The shift by traumatized investors into real estate is hardly surprising. A house has a reassuring physical existence. Even in a depression, people have to live somewhere. You can make more widgets, but nature provides only so much real estate. For all these reasons, a lot of experts say a housing crash is unlikely.
Yet housing prices can outstrip incomes for only so long. In the past two years housing prices have been rising more than twice as fast as incomes nationally and more than three times the rate of incomes in hot markets like Greater Boston. At some point prices will level off and even decline.

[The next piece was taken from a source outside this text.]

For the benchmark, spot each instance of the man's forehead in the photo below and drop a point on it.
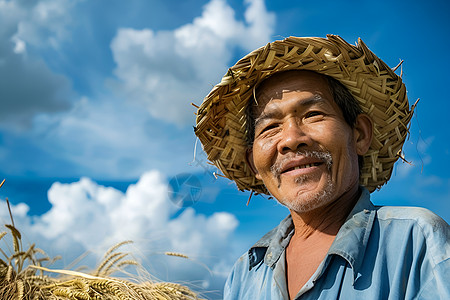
(289, 81)
(274, 87)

Housing inflation reflects peculiarities of place. Greater Boston has a diversified and healthy economy with a lot of affluent professionals. It also has a relatively large student and immigrant population. Some $2,000 a month in rent is unaffordable for working-class families, but four students (or six immigrants) sharing two or three bedrooms can manage it. This also bids up prices.
Boston, further, is an old city with little buildable land in its core areas. And federal housing subsidies have virtually disappeared. A generation ago the government was adding significantly to the housing supply. Today, through modest voucher programs, government mainly subsidizes demand, which only bids up prices of a limited stock of homes.
While abrupt declines in real estate prices tend to be rarer and more moderate than stock market collapses, they do occur. And they are nothing if not local. Indeed, the cliche that three factors influence the value of real estate -- location, location, and location -- is true not only of neighborhoods but of entire regions. Big collapses in real estate prices tend to occur mainly when regional economies tank or go into long, slow declines.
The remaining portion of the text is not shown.